A embarcação de 70 toneladas saiu de Cascavel (sob uma carreta) há sete dias e está ancorada na Avenida Tancredo Neves, distante poucos quilômetros da hidrelétrica. A intenção do proprietário Fladimir Greshi, 40 anos, é chegar ao Rio Paraná (pelo trecho localizado abaixo da barragem) e viajar até o Rio Paraguai, de onde seguiria em direção ao Mato Grosso. Manteremos nosso ancoradouro em Porto Mortinho, no interior do Pantanal. Como não há acesso por Guaíra (subindo o Rio Paraná), teremos que fazer uma volta de 800 quilômetros, explicou Greshi, dizendo ainda que pretende cobrar R$ 1,1 mil dos turistas interessados por pacote com cinco dias e seis noites.
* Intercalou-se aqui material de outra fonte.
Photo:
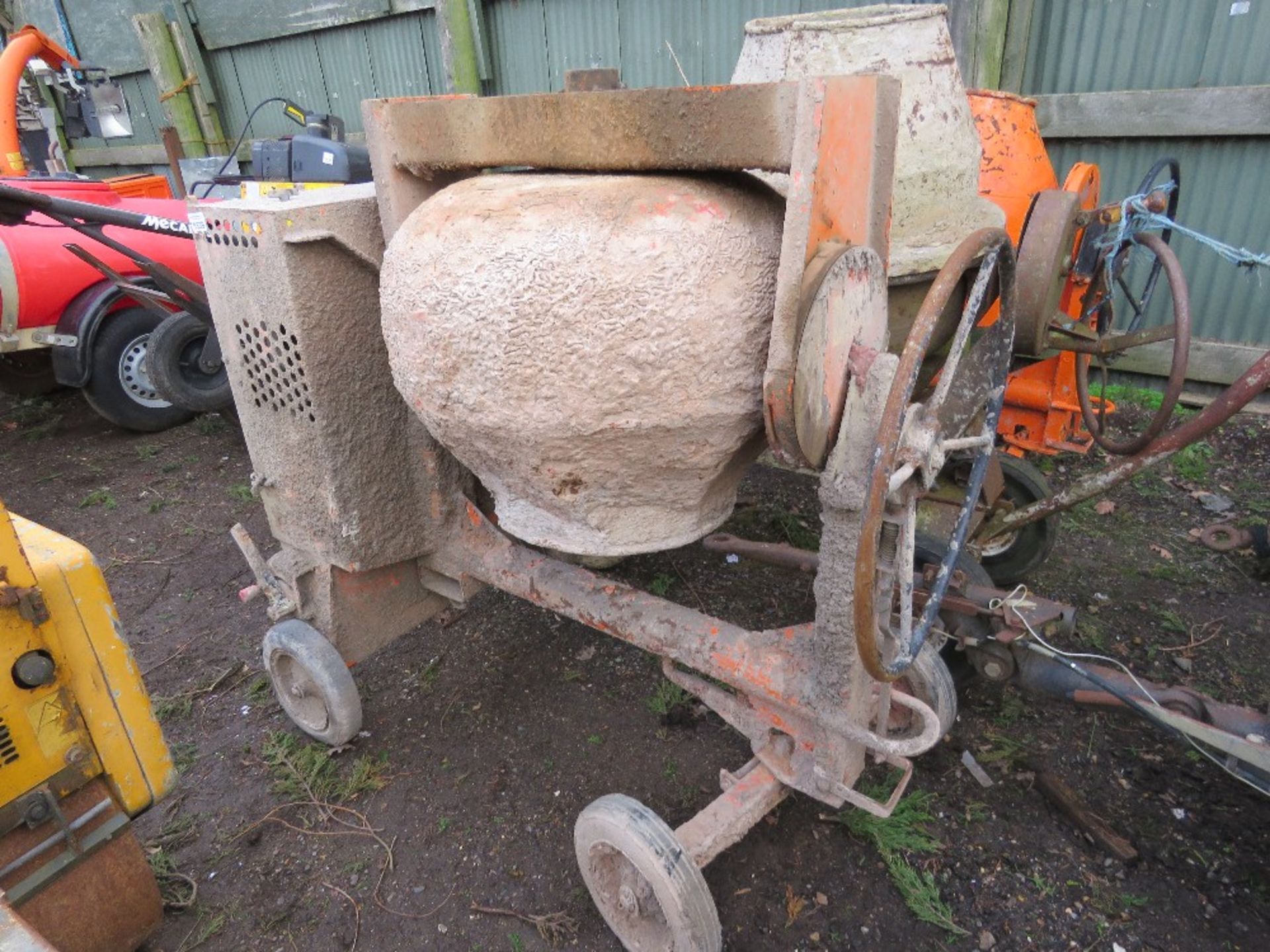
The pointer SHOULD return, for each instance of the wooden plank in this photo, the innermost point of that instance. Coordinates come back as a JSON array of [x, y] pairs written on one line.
[[1210, 361], [1085, 819], [118, 155], [1014, 55], [978, 30], [171, 80], [1217, 111]]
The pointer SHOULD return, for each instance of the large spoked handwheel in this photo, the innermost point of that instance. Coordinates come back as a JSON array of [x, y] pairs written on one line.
[[1096, 416], [312, 682], [643, 880], [917, 433]]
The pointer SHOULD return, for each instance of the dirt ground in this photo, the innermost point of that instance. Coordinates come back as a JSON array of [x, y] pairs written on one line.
[[487, 734]]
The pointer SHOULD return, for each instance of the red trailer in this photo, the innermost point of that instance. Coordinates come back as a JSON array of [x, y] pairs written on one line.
[[64, 323]]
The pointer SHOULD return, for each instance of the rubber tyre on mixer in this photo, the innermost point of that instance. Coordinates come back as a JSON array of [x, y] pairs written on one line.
[[931, 678], [643, 881], [120, 387], [173, 365], [312, 682], [1020, 554]]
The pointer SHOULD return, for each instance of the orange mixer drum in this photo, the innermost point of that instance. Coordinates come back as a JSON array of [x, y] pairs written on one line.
[[1015, 165]]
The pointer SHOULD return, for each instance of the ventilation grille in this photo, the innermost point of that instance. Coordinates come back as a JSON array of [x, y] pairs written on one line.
[[271, 357], [8, 749]]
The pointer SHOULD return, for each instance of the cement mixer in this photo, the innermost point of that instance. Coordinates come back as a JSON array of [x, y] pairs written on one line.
[[450, 375]]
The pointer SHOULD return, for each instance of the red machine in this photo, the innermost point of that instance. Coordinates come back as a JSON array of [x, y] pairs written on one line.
[[63, 321]]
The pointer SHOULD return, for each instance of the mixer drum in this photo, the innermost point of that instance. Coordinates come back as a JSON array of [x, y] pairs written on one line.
[[591, 347]]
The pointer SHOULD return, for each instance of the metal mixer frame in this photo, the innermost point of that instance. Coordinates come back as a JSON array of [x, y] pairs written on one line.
[[802, 695]]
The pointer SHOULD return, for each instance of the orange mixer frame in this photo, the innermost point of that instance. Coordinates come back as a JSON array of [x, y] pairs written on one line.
[[1040, 414]]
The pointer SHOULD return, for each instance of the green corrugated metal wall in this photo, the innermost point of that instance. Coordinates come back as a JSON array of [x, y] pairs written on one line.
[[1095, 46], [1075, 46]]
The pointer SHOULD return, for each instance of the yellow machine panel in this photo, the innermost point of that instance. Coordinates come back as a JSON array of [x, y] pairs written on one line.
[[80, 752]]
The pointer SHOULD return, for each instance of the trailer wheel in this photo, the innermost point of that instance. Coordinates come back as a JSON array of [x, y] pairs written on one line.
[[27, 374], [1013, 557], [312, 682], [173, 365], [643, 881], [120, 387]]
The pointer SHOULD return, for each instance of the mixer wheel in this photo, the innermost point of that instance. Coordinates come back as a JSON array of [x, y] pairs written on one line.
[[312, 682], [1014, 556], [643, 880]]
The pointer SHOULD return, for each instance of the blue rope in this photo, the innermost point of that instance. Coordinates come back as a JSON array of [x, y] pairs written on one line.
[[1136, 218]]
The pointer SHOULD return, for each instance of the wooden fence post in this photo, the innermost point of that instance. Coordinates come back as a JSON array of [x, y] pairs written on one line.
[[458, 46], [172, 80]]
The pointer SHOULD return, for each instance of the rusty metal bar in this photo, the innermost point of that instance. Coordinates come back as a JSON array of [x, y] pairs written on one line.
[[771, 553], [695, 128], [766, 664], [748, 796], [1047, 677], [1222, 409]]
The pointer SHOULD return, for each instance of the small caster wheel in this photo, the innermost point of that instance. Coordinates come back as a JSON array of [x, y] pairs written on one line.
[[930, 681], [643, 881], [312, 682]]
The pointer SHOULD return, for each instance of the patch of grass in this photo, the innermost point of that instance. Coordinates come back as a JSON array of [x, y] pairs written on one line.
[[309, 771], [36, 415], [98, 496], [667, 697], [769, 524], [1138, 397], [1013, 707], [1091, 633], [796, 531], [898, 836], [1043, 887], [1005, 748], [171, 707], [208, 926], [210, 424], [241, 492], [977, 811], [1191, 463], [661, 586]]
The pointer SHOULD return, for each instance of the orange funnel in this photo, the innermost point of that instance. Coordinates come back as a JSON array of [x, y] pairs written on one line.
[[1015, 164]]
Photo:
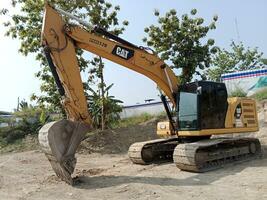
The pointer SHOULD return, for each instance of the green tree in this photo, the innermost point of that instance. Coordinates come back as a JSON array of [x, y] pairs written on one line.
[[264, 61], [239, 58], [26, 26], [179, 41], [111, 106]]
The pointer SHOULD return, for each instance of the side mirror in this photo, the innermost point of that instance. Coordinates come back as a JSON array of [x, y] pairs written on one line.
[[199, 90]]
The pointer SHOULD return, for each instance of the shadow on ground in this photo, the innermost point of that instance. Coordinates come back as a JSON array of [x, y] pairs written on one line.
[[195, 179]]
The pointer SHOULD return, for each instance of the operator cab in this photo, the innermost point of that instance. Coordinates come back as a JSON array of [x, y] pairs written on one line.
[[202, 105]]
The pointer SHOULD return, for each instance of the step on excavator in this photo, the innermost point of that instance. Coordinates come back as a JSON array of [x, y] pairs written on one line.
[[201, 109]]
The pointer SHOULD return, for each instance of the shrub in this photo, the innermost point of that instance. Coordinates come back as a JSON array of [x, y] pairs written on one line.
[[238, 92]]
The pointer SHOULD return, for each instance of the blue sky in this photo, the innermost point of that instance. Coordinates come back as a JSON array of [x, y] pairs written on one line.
[[17, 72]]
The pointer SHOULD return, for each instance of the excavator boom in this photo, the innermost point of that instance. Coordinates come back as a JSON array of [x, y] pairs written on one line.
[[59, 140]]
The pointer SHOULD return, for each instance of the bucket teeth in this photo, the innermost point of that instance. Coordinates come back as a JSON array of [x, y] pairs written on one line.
[[59, 141]]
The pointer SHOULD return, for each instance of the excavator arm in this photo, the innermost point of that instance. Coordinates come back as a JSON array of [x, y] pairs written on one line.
[[59, 140]]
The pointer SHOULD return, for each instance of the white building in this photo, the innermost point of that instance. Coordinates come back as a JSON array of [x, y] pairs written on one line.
[[249, 81], [135, 110]]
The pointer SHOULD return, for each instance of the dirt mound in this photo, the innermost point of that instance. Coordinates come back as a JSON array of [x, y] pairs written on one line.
[[118, 140]]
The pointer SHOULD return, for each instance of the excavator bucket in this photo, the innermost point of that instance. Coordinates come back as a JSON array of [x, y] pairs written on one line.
[[59, 141]]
Para chegar ao destino, o empresário terá que primeiro colocar o barco nágua. A intenção de chegar ao rio usando uma estrada da usina não deverá ser concretizada. Segundo nota divulgada ontem, a binacional não permitirá a passagem porque as condições de acesso ao Rio Paraná pela área da Itaipu são absolutamente precárias e oferece perigo até para o próprio patrimônio do empresário.
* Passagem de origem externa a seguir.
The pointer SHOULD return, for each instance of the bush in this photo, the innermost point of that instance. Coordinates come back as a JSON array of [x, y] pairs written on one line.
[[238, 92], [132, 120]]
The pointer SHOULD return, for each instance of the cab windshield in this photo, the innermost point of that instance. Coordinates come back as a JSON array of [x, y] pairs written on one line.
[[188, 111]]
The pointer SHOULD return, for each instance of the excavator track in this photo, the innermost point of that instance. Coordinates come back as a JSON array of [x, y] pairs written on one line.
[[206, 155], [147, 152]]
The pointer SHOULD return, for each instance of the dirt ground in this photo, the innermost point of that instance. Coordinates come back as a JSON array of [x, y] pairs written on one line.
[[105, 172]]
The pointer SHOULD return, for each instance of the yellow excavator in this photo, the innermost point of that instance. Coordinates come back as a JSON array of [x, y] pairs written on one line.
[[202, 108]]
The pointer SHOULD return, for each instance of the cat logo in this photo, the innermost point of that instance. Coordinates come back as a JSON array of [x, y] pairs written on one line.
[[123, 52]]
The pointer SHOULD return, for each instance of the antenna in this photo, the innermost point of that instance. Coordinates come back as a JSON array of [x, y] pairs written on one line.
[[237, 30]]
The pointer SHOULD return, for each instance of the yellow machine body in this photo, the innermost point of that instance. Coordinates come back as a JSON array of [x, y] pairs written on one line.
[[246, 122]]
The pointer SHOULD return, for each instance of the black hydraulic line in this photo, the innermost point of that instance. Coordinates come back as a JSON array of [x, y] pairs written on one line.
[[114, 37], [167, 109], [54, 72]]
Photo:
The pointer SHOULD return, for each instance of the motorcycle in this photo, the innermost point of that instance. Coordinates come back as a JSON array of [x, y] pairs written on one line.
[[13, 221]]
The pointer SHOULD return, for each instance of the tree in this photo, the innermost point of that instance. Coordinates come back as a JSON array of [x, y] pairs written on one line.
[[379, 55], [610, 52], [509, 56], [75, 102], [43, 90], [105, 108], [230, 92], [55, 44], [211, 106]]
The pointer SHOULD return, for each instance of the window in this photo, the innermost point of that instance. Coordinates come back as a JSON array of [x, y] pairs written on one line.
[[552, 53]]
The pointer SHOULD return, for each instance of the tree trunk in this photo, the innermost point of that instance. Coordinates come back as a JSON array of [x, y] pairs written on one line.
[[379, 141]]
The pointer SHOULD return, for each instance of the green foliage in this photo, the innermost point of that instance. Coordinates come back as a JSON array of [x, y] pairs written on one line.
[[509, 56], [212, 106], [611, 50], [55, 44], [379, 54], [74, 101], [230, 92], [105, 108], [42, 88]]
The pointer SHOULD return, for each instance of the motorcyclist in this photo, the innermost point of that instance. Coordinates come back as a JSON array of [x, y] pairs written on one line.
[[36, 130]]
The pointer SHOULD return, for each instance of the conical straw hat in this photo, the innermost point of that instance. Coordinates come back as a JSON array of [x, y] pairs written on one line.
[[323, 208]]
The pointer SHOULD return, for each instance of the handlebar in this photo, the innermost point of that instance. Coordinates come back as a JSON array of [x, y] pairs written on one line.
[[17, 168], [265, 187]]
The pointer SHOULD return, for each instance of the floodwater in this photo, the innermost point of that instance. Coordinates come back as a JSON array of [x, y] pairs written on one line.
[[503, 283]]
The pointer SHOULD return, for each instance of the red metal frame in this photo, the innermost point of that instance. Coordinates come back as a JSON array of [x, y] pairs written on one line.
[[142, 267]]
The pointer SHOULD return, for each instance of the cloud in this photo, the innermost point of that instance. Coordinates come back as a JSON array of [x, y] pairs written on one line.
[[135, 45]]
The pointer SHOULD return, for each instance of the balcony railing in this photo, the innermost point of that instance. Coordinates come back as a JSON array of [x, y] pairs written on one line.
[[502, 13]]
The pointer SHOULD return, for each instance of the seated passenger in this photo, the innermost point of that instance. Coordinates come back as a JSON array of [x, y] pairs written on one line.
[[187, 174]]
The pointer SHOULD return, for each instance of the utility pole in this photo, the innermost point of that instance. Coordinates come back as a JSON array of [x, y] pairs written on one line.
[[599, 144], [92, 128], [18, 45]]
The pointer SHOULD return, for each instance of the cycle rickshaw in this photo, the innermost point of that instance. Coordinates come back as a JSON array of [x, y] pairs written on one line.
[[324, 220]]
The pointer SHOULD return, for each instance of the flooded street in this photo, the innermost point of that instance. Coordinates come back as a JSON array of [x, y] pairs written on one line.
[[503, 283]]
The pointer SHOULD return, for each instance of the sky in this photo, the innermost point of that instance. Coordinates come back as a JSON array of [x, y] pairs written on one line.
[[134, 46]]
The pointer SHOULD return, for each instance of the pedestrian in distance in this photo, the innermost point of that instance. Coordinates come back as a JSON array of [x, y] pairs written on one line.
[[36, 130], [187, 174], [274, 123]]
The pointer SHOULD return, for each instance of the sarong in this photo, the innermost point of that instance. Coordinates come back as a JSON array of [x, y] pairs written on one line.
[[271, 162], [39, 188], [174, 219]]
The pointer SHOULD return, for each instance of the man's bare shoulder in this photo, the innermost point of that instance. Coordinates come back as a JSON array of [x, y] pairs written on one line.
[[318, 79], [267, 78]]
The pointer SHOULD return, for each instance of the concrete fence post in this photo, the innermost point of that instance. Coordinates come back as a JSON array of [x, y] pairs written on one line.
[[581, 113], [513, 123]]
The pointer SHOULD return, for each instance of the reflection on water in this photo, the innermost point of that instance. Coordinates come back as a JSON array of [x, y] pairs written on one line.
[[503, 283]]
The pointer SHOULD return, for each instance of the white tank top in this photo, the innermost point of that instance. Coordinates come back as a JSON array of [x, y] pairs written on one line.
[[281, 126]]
A assessoria informou ainda que a solicitação deveria ser apresentada em tempo hábil para adaptação do terreno, que precisaria passar por uma terraplanagem.
Além de procurar outro acesso, Greshi terá ainda que torcer para receber aprovação da vistoria da Marinha sobre os equipamentos de segurança, como coletes, extintores e barcos salva-vidas. Depois de conseguir toda a documentação brasileira, ele ainda precisará de autorizações das autoridades paraguaias e argentinas, sem contar a liberação da hidrelétrica binacional (Argentina/Paraguai) de Yaciretá, para transpor a barragem usando uma eclusa. Sei que teremos muitas dificuldades, mas agora é somente uma questão de tempo. A maior dificuldade foi concretizar o sonho em Cascavel, comentou Greshi, referindo-se aos 2 anos e oito meses de construção do barco-hotel.